The observatory reports that 71 Turkish troops and 1,129 pro-Turkish fighters have been killed for the loss of 1,071 Syrian army soldiers and allied militiamen.

Final bastion

Ankara has had to accept that the Idlib de-confliction zone, the final insurgent bastion, will be diminished and bisected by the 12km-wide security corridor and patrolled by Turkish and Russian officers along the east-west M4 motorway. Turkish-backed jihadis and insurgents based in Idlib have been squeezed into a reduced area.

The pause in fighting and the creation of the M4 corridor could enable the overstretched Syrian army to consolidate its hold on retaken areas in the south while Turkey and its allies could reinforce their positions in the north.

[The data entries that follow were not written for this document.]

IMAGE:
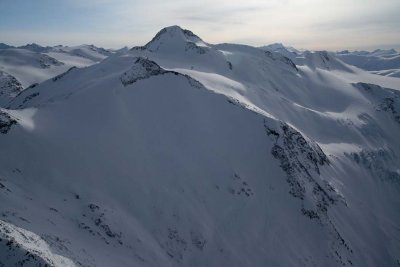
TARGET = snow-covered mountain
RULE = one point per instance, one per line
(382, 62)
(32, 63)
(185, 153)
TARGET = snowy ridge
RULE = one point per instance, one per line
(23, 248)
(167, 156)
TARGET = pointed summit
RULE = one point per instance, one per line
(172, 38)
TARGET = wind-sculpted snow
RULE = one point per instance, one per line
(184, 153)
(382, 163)
(9, 88)
(6, 121)
(141, 69)
(384, 99)
(19, 247)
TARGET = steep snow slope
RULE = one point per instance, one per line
(382, 62)
(183, 153)
(32, 63)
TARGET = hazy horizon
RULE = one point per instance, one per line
(308, 24)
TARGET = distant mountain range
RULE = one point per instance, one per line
(185, 153)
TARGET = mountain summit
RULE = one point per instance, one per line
(184, 153)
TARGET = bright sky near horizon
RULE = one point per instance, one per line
(311, 24)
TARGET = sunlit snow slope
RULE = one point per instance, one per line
(184, 153)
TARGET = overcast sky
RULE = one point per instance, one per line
(311, 24)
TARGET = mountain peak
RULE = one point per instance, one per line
(173, 37)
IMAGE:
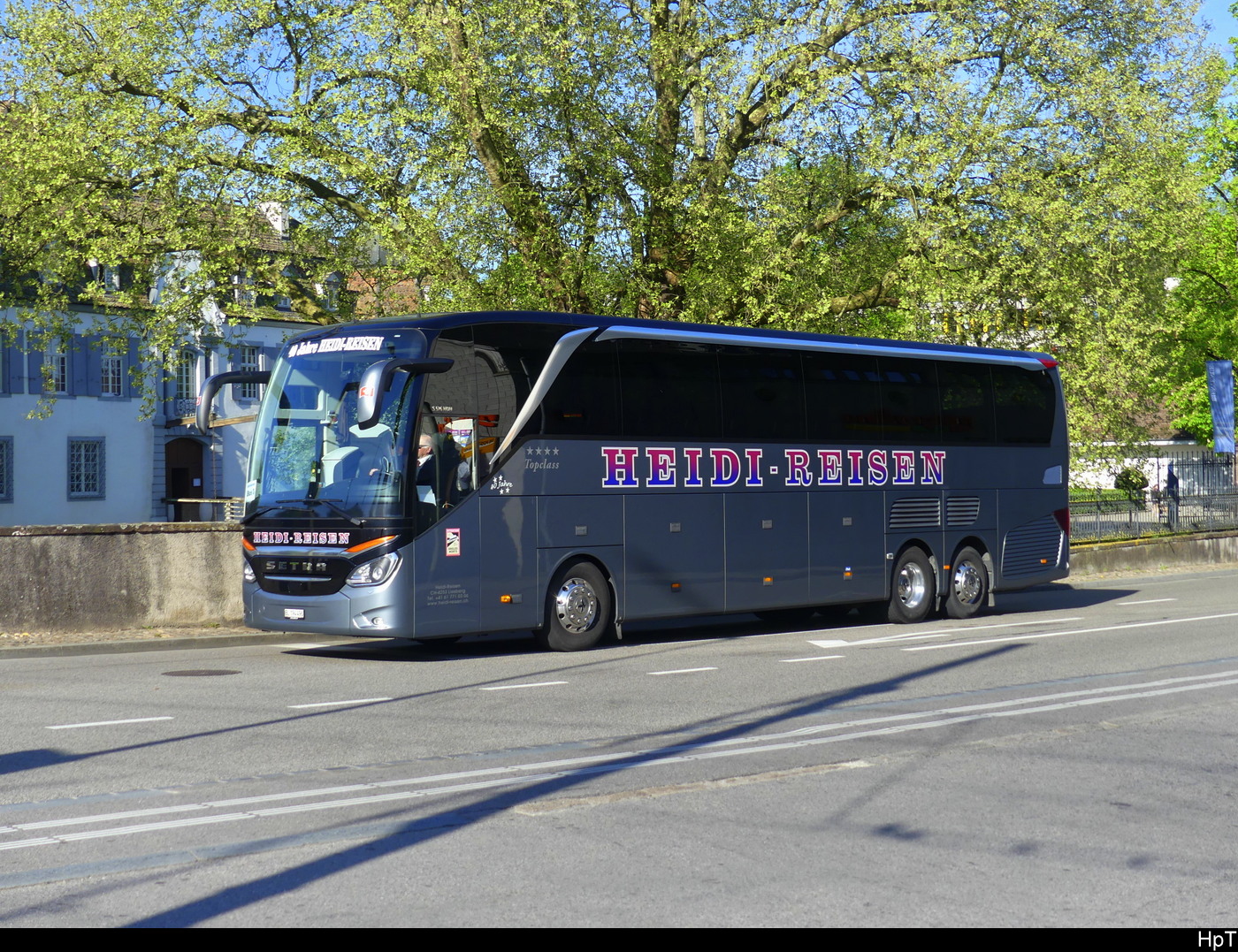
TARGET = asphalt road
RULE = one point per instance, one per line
(1066, 759)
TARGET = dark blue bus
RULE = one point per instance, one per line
(437, 476)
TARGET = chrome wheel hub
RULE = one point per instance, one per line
(576, 605)
(913, 587)
(967, 582)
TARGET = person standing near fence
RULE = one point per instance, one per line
(1172, 495)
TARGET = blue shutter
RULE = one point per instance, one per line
(80, 365)
(14, 367)
(34, 371)
(132, 386)
(93, 365)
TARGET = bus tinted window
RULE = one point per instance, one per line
(761, 394)
(669, 390)
(1024, 402)
(585, 399)
(966, 402)
(910, 408)
(844, 396)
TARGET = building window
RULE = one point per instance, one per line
(248, 359)
(187, 384)
(5, 468)
(113, 377)
(86, 468)
(56, 371)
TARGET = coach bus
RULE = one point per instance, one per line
(437, 476)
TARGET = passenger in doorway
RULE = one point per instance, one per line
(1172, 495)
(437, 464)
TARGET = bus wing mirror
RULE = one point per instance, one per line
(378, 377)
(214, 384)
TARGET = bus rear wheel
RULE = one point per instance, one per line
(913, 588)
(578, 609)
(968, 584)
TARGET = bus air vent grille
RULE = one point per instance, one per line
(915, 514)
(962, 510)
(1033, 547)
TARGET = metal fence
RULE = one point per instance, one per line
(1184, 494)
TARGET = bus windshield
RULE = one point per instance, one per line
(311, 454)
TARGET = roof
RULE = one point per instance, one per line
(624, 327)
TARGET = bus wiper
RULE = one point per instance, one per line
(330, 503)
(256, 513)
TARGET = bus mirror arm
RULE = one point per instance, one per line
(214, 384)
(378, 377)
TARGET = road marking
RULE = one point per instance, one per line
(581, 766)
(556, 805)
(940, 633)
(511, 687)
(107, 723)
(1076, 631)
(681, 671)
(814, 658)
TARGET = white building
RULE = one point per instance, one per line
(95, 458)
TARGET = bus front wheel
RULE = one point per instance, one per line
(578, 609)
(968, 584)
(913, 588)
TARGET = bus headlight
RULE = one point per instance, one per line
(374, 572)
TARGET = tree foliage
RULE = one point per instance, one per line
(992, 171)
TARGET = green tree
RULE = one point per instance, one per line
(1204, 300)
(990, 171)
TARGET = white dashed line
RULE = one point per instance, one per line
(108, 723)
(814, 658)
(511, 687)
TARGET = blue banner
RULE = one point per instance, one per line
(1221, 396)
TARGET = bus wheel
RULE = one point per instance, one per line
(578, 612)
(968, 584)
(913, 588)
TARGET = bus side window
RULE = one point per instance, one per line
(910, 407)
(966, 402)
(844, 396)
(669, 390)
(761, 394)
(585, 398)
(1024, 401)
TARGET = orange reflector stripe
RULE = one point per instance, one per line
(363, 546)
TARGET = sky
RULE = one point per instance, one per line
(1223, 25)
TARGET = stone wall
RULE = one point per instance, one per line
(102, 577)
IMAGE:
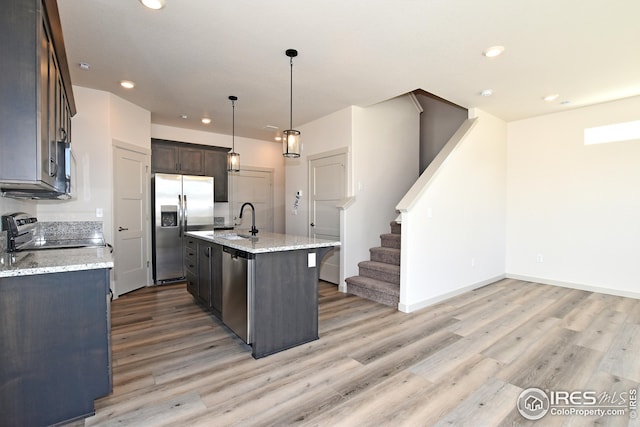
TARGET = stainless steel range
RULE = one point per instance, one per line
(24, 233)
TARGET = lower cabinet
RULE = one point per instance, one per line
(55, 352)
(191, 265)
(204, 273)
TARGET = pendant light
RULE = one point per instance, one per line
(291, 137)
(233, 158)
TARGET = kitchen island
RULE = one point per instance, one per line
(55, 357)
(263, 287)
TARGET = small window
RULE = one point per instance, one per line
(612, 133)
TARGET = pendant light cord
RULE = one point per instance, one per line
(291, 92)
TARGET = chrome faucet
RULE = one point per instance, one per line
(253, 230)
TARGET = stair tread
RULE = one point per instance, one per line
(380, 266)
(390, 236)
(374, 284)
(385, 249)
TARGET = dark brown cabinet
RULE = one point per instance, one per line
(36, 98)
(205, 283)
(169, 157)
(55, 356)
(191, 265)
(192, 159)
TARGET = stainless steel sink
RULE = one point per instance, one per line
(235, 236)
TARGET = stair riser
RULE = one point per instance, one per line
(380, 275)
(395, 227)
(390, 242)
(380, 297)
(380, 256)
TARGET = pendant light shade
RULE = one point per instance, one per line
(233, 158)
(291, 137)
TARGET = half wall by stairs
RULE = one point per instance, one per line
(379, 278)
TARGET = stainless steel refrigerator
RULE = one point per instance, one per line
(180, 203)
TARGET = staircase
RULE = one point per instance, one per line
(379, 278)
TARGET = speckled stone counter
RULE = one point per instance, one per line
(262, 242)
(54, 261)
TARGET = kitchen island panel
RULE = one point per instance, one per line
(285, 300)
(55, 352)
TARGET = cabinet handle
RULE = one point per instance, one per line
(53, 167)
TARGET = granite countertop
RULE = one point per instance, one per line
(54, 261)
(262, 242)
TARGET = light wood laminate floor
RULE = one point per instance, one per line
(462, 362)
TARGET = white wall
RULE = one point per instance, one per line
(326, 134)
(383, 142)
(577, 206)
(386, 146)
(454, 234)
(253, 152)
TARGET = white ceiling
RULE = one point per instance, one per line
(190, 56)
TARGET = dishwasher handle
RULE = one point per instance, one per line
(237, 253)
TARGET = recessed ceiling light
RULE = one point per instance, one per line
(493, 51)
(154, 4)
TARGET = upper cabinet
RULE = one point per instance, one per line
(192, 159)
(36, 98)
(172, 157)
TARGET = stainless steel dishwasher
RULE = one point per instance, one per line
(237, 281)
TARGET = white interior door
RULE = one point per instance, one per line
(131, 204)
(255, 186)
(327, 188)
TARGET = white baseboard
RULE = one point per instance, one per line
(410, 308)
(580, 286)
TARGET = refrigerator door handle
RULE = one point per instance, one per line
(179, 216)
(185, 213)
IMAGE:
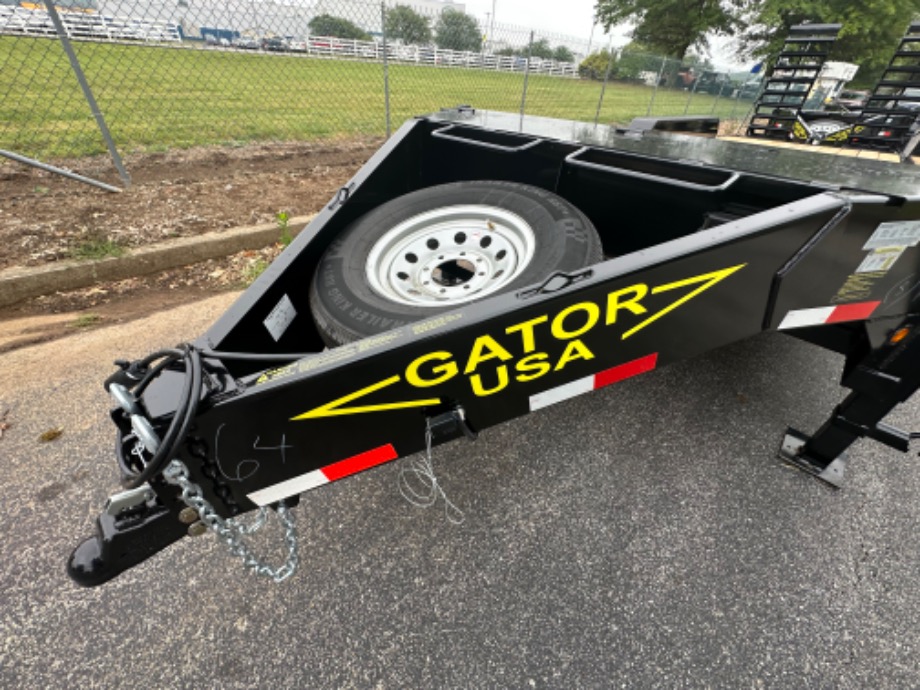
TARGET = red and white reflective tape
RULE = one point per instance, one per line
(324, 475)
(590, 383)
(799, 318)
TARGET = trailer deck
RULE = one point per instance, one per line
(707, 242)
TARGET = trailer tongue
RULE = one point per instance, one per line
(706, 242)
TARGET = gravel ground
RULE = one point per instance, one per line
(643, 536)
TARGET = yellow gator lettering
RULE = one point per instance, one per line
(490, 367)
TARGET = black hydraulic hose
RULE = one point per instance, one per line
(185, 412)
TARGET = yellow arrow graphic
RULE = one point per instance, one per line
(334, 408)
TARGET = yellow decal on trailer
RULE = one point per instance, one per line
(490, 366)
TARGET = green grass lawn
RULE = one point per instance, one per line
(155, 98)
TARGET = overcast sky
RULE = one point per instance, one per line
(573, 18)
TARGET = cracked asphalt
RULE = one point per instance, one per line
(644, 536)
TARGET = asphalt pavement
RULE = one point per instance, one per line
(643, 536)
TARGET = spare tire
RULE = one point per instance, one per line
(439, 247)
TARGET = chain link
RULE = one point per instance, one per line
(231, 532)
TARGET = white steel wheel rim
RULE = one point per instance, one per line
(450, 255)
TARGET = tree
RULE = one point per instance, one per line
(457, 31)
(671, 27)
(327, 25)
(405, 24)
(870, 34)
(595, 65)
(563, 54)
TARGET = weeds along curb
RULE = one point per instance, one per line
(18, 284)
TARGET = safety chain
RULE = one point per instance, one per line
(231, 532)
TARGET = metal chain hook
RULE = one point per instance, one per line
(231, 532)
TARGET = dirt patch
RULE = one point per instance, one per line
(45, 218)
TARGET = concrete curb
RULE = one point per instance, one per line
(18, 284)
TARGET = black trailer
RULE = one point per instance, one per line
(425, 304)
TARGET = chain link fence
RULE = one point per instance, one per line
(159, 75)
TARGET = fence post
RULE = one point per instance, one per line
(386, 64)
(526, 75)
(690, 96)
(651, 102)
(600, 101)
(87, 92)
(718, 97)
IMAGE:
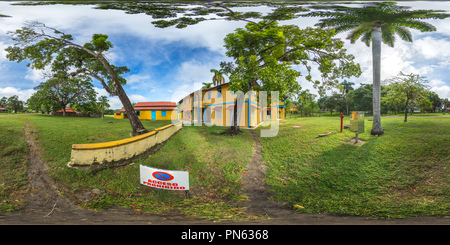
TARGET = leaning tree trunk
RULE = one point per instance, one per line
(406, 112)
(136, 124)
(376, 59)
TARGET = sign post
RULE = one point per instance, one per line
(357, 123)
(164, 179)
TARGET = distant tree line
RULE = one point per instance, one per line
(12, 104)
(405, 93)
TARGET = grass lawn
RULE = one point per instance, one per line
(404, 172)
(13, 161)
(215, 163)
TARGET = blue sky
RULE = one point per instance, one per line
(167, 64)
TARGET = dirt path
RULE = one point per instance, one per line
(256, 188)
(46, 206)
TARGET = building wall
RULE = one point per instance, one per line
(147, 114)
(217, 107)
(97, 156)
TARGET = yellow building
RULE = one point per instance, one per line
(151, 111)
(216, 106)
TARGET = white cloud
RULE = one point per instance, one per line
(432, 48)
(440, 88)
(23, 95)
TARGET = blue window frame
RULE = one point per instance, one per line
(219, 92)
(219, 113)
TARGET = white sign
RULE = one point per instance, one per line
(164, 179)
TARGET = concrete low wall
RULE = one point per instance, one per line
(97, 156)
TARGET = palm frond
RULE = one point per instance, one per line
(387, 34)
(367, 37)
(415, 24)
(356, 34)
(403, 33)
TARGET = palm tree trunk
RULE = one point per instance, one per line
(376, 59)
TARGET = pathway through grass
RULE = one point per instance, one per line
(405, 172)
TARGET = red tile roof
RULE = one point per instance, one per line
(67, 110)
(161, 105)
(157, 108)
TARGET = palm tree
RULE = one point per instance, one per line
(103, 103)
(377, 22)
(206, 85)
(346, 87)
(218, 76)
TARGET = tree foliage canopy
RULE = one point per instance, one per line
(391, 18)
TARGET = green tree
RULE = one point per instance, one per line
(346, 87)
(218, 76)
(362, 98)
(377, 22)
(103, 104)
(265, 52)
(14, 104)
(305, 99)
(67, 90)
(408, 88)
(206, 85)
(40, 102)
(3, 101)
(45, 46)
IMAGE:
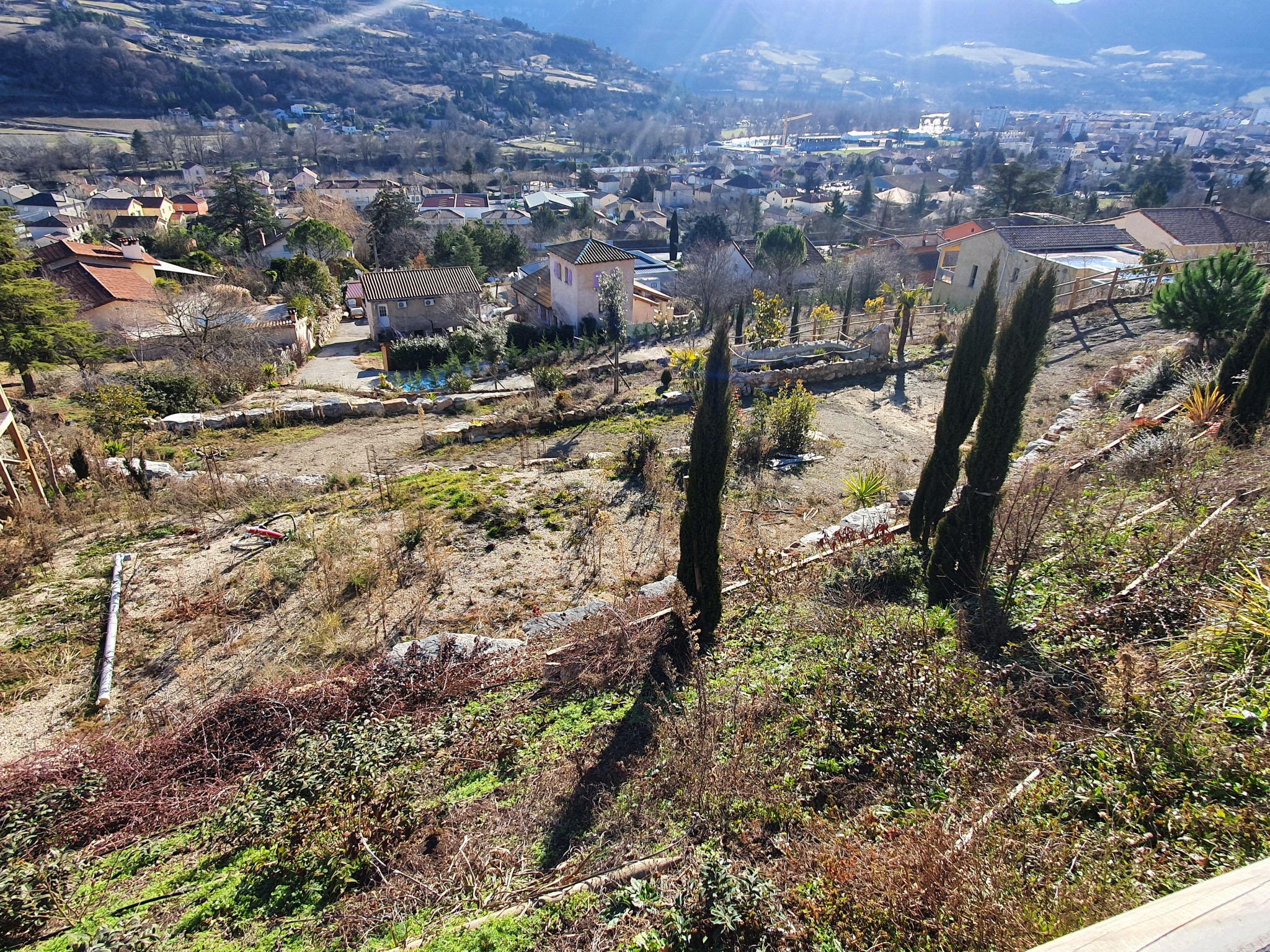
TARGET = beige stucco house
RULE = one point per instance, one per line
(419, 300)
(1185, 234)
(1073, 250)
(575, 268)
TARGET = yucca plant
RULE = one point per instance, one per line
(1244, 633)
(1203, 403)
(865, 488)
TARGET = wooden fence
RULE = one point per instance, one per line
(1126, 283)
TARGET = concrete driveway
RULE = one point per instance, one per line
(332, 364)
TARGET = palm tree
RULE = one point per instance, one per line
(906, 300)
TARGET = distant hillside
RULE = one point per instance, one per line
(411, 60)
(1127, 52)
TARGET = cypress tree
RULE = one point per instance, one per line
(708, 467)
(1251, 400)
(1240, 356)
(964, 536)
(963, 397)
(846, 309)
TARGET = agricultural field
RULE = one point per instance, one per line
(842, 765)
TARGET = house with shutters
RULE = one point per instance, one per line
(1072, 250)
(419, 301)
(574, 270)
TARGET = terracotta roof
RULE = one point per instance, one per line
(536, 287)
(419, 282)
(93, 284)
(590, 252)
(63, 252)
(1065, 238)
(1208, 226)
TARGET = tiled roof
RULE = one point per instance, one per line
(590, 252)
(106, 254)
(1208, 226)
(536, 287)
(419, 282)
(461, 201)
(1065, 238)
(94, 284)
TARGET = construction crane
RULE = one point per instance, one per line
(788, 120)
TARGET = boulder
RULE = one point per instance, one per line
(333, 408)
(461, 644)
(298, 410)
(183, 423)
(659, 589)
(559, 620)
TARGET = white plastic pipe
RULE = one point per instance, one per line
(112, 630)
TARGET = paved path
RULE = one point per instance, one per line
(332, 364)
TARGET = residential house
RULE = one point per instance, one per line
(783, 197)
(58, 226)
(574, 270)
(12, 195)
(469, 206)
(115, 284)
(1185, 234)
(744, 184)
(158, 207)
(921, 249)
(103, 208)
(507, 218)
(436, 220)
(812, 203)
(1073, 250)
(531, 298)
(358, 192)
(304, 179)
(418, 301)
(186, 206)
(46, 203)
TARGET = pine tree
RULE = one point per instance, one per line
(846, 309)
(236, 208)
(1240, 357)
(964, 536)
(708, 469)
(1251, 400)
(963, 397)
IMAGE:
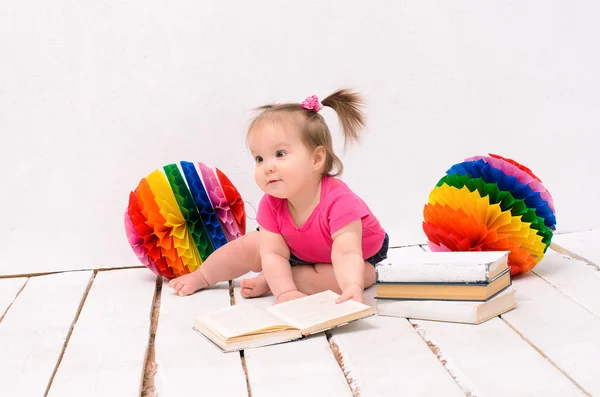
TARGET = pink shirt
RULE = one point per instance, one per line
(312, 241)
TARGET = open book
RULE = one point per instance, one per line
(248, 326)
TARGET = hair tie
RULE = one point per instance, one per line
(312, 103)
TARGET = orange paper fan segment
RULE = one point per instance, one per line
(460, 220)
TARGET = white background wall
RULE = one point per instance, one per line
(96, 95)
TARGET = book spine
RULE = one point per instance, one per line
(388, 273)
(428, 310)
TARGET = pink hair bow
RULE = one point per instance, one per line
(312, 103)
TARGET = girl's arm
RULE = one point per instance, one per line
(275, 258)
(347, 260)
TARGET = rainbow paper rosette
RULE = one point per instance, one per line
(177, 217)
(491, 203)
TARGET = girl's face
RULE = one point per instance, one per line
(284, 165)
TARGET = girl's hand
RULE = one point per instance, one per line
(354, 292)
(288, 296)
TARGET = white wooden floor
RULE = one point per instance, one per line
(123, 333)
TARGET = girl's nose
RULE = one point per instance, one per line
(269, 168)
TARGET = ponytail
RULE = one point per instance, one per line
(347, 105)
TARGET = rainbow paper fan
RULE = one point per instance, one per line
(176, 218)
(491, 204)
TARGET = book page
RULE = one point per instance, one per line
(317, 309)
(241, 320)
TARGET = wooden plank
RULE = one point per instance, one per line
(561, 329)
(581, 245)
(384, 356)
(106, 353)
(301, 368)
(575, 278)
(187, 363)
(34, 330)
(9, 288)
(490, 359)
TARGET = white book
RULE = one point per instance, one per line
(247, 326)
(441, 267)
(449, 311)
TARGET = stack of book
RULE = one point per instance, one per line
(462, 287)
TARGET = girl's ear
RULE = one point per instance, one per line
(319, 157)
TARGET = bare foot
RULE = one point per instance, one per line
(188, 283)
(254, 287)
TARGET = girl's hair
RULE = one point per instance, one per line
(315, 131)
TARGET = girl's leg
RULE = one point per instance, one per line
(309, 280)
(320, 277)
(232, 260)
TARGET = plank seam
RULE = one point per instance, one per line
(437, 352)
(232, 302)
(564, 293)
(68, 271)
(540, 352)
(70, 332)
(11, 303)
(564, 251)
(150, 365)
(339, 358)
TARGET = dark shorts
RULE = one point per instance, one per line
(375, 259)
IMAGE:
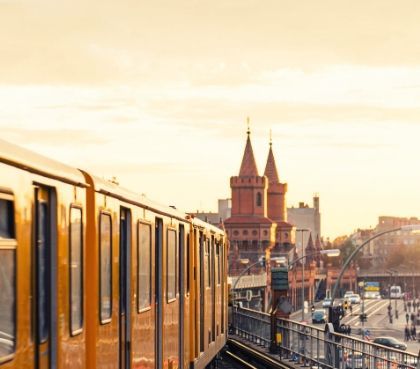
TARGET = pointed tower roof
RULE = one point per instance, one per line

Civilians remaining in insurgent-held areas could stay put, displaced Syrians could return to surviving homes and the 900,000 gathered near the Turkish border can be provided with shelter, food and medical care.

While Turkey cannot provide long-term protection for civilians and client paramilitaries, Russia remains determined to regain all of Idlib and restore Syrian sovereignty over the entire country, including eastern areas held by US-backed Kurdish forces. Turkey’s price for withdrawal from northern cantons may be narrow buffer zones on the Syrian side of the border.

On the political front, Putin is seen around the world as a reliable ally. Erdogan's policy of "zero problems with neighbours" has collapsed due to his interventions in Syria and, recently, Libya. Isolated in the region, Turkey has received only verbal support from the EU, US and Nato.

In response, Erdogan has dispatched thousands of foreign migrants to Turkey's northern border with Greece and deployed 1,000 troops to prevent Greece from returning migrants to Turkey. Domestic criticism of his actions is rising.